Habermas is a patriot without being a jingoist. He is deeply committed to the democratic project of post-war West Germany, yet able to critique state policies and politicians when required. A man of the moderate Left, he was often set upon by extremists on either side. In the late 1970s, there was a wave of angry attacks on left-wing Germans as allegedly being against the nation. Conservative critics clubbed social democrats such as Habermas with Maoist revolutionaries. Habermas wrote in response that "[i]f this time around the left-wing intellectuals are declared to be the internal enemy, and if they are morally neutralized through public defamation, would that not amount to a serious weakening of the alliance of those individuals who, when necessary, confront the erosion of the republican identity of our polity?" These words resonate with the India of today, with Modi bhakts determined to damn independent intellectuals as 'anti-national' and 'urban Naxals', bringing down our few decent public universities and research centres in the process.

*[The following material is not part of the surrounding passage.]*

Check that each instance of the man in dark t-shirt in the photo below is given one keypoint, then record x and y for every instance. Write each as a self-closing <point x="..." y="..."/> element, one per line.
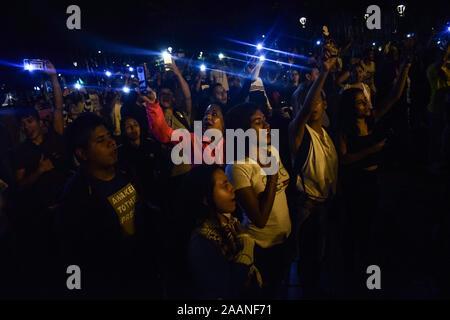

In 1995, the Italian weekly, L'Espresso, interviewed Habermas. They asked him: "What does it mean for you to be a German today?" Habermas answered: "To make sure that the fortunate date of 1989 [when the Soviet Empire collapsed] does not let us forget the instructive date of 1945 [when Nazism was finally defeated]." The relevant dates for Indian democrats today, perhaps, are 1977 and 1980. We must remember the fortunate date of 1977, when a coalition of democratic forces brought down the authoritarian regime of Indira Gandhi; and yet not forget the instructive date of 1980, when that coalition collapsed in confusion, allowing Indira Gandhi to come back to power.

Reading this book made me wish that there be, one day, a similar biography of Amartya Sen. There are notable parallels between the two men. Both Habermas and Sen are great and genuinely trans-disciplinary scholars; both are also active public intellectuals, always willing to engage in debate on topical themes. Both were shaped by their early experiences, personal and social; Habermas by his cleft palate and the fall of Nazism, Sen by cancer and the partition of India. Both are greatly admired in their native country yet have a colossal international reputation. Both have been attacked by extremists of Left and Right while at the time being protected by a core of devoted disciples.

There are also differences. Habermas is a philosopher turned sociologist; Sen an economist turned philosopher. Habermas has always lived and worked in Germany; whereas Sen has spent much of his adult life out of his homeland. Habermas does not have the caché of the Nobel Prize (since none are awarded in his discipline); although he does have many other prizes in compensation.

I enjoyed and learnt a great deal from Stefan Müller-Doohm's biography. If it has one fault, it is this; the book is very respectful, falling just short of being reverential. Perhaps being Habermas's student, living in the same country, and his subject still being alive contributed to this. I myself wish Amartya Sen many more years of productive intellectual work. I would very much wish for him to find a suitable biographer; this would have to be an economist familiar with philosophy, but who was not Sen's student, and who is not a Bengali.